Ren Bryan O, Mengers Sunita R, Furdock Ryan J, Mistovich R Justin, Belding Jonathan E
Department of Orthopedic Surgery, University of Michigan, Ann Arbor, USA.
Department of Orthopedic Surgery, University Hospitals Cleveland Medical Center, Cleveland, USA.
Cureus. 2024 Dec 15;16(12):e75745. doi: 10.7759/cureus.75745. eCollection 2024 Dec.
Introduction In idiopathic scoliosis surgery, studies have shown two attending surgeons have better curve correction, pain, and recovery time. There is conflicting evidence on operative time, blood loss, infection rate, and hospital length of stay. Limited literature examines the impact of surgeon experience on the dual approach. The purpose of this study was to evaluate the performance of two young orthopedic attendings compared to a senior-level attending in idiopathic scoliosis surgery. Methods We examined adolescent idiopathic scoliosis (AIS) patients undergoing posterior spinal fusion by a single or dual-attending approach. We performed a 1:1 propensity score match with the variables of age at surgery, sex, body mass index, Cobb angle, and number of levels fused. Peri- and postoperative outcomes were analyzed. Results There were 24 patients in each cohort. Patients having surgery by dual attendings had a shorter mean operative time overall (232 vs. 327 minutes, p<0.001) and per levels fused (19 vs. 26 minutes per level, p<0.001). Dual attendings had better percent curve correction (70% vs. 56%, p=0.001) and smaller overall final postoperative curve magnitude (17° vs. 25°, p<0.001). Estimated blood loss (421 vs. 989 mL, p=0.023) and cell saver volume transfused (59 vs. 178 mL, p<0.001) were lower in dual attending cases. Dual attending patients had a shorter length of stay (3 vs. 4 days, p<0.001).

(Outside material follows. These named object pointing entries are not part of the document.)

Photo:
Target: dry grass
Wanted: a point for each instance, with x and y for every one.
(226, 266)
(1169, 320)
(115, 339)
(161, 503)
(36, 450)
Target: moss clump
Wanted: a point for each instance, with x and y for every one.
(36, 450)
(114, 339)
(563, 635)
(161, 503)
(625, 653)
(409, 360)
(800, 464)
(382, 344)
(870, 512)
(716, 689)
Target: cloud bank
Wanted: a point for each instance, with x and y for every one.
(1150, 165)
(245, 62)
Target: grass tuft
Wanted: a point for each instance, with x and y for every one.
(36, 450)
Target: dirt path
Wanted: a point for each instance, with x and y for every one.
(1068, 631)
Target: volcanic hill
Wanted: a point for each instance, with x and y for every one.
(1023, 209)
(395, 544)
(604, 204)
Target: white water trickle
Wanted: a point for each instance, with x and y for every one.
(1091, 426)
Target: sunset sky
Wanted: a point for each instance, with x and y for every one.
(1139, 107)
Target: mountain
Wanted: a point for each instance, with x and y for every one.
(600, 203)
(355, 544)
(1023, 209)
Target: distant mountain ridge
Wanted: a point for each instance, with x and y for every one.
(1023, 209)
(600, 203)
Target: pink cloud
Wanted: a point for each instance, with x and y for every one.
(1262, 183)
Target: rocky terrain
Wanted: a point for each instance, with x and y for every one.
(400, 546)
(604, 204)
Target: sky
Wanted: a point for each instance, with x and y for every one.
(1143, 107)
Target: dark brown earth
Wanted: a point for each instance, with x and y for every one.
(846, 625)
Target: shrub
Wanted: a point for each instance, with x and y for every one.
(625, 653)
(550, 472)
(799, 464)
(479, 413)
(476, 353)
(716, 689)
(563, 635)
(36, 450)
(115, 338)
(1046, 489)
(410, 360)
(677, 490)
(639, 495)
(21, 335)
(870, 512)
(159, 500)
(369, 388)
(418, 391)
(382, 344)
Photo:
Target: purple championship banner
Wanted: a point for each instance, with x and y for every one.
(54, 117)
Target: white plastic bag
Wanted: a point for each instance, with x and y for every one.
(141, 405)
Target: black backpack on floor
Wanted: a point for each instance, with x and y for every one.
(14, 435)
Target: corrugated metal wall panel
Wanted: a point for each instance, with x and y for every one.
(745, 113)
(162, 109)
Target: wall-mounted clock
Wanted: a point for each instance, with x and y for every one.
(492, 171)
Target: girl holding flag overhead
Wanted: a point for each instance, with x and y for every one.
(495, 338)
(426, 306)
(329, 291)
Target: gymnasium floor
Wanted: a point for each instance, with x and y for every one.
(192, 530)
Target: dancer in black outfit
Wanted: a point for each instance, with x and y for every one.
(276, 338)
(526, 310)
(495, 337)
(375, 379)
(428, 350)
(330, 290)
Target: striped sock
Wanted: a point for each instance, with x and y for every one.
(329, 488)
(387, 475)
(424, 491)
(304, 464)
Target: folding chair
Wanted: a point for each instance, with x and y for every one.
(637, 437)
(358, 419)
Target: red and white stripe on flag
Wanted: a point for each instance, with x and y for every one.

There were no differences in Hemovac blood loss, transfusion requirements, need for intensive care, or complications. Over time, the young dual attendings improved in hospital length of stay (R: -0.617, p=0.001) and hemovac blood loss (R: -0.474, p=0.019). Conclusion A dual attending approach in idiopathic scoliosis surgery may result in shorter operative time, greater curve correction, reduced operative blood loss, and shortened hospital length of stay. No differences were identified in postoperative blood loss or transfusion requirement, need for intensive care, or overall complication rate. Within the limitations of this study, we conclude that dual attending surgery in idiopathic scoliosis is safe and effective when conducted by two young orthopedic surgeons, with results that are similar to that of a more experienced senior surgeon.
引言 在特发性脊柱侧弯手术中,研究表明两名主刀医生进行手术时,在矫正侧弯、缓解疼痛以及缩短恢复时间方面效果更佳。关于手术时间、失血量、感染率和住院时长,存在相互矛盾的证据。仅有有限的文献探讨了医生经验对双人手术方式的影响。本研究的目的是评估两名年轻骨科主治医生与一名资深主治医生在特发性脊柱侧弯手术中的表现。
方法 我们研究了采用单主刀或双主刀方式进行后路脊柱融合术的青少年特发性脊柱侧弯(AIS)患者。我们根据手术年龄、性别、体重指数、Cobb角和融合节段数等变量进行了1:1倾向评分匹配。分析了围手术期和术后的结果。
结果 每个队列有24例患者。双主刀手术的患者总体平均手术时间更短(232分钟对327分钟,p<0.001),且每个融合节段的手术时间也更短(每节段19分钟对26分钟,p<0.001)。双主刀手术在侧弯矫正百分比方面更佳(70%对56%,p=0.001),术后最终总体侧弯度数更小(17°对25°,p<0.001)。双主刀手术病例的估计失血量(421毫升对989毫升,p=0.023)和术中自体血回输量(59毫升对178毫升,p<0.001)更低。双主刀手术的患者住院时间更短(3天对4天,p<0.001)。在Hemovac引流管失血量、输血需求、重症监护需求或并发症方面没有差异。随着时间推移,年轻的双主刀医生在住院时长(R:-0.617,p=0.001)和Hemovac引流管失血量(R:-0.474,p=0.019)方面有所改善。
结论 特发性脊柱侧弯手术采用双主刀方式可能会缩短手术时间、实现更大程度的侧弯矫正、减少术中失血量并缩短住院时长。在术后失血量或输血需求、重症监护需求或总体并发症发生率方面未发现差异。在本研究的局限性范围内,我们得出结论,由两名年轻骨科医生进行的特发性脊柱侧弯双主刀手术是安全有效的,其结果与经验更丰富的资深医生相似。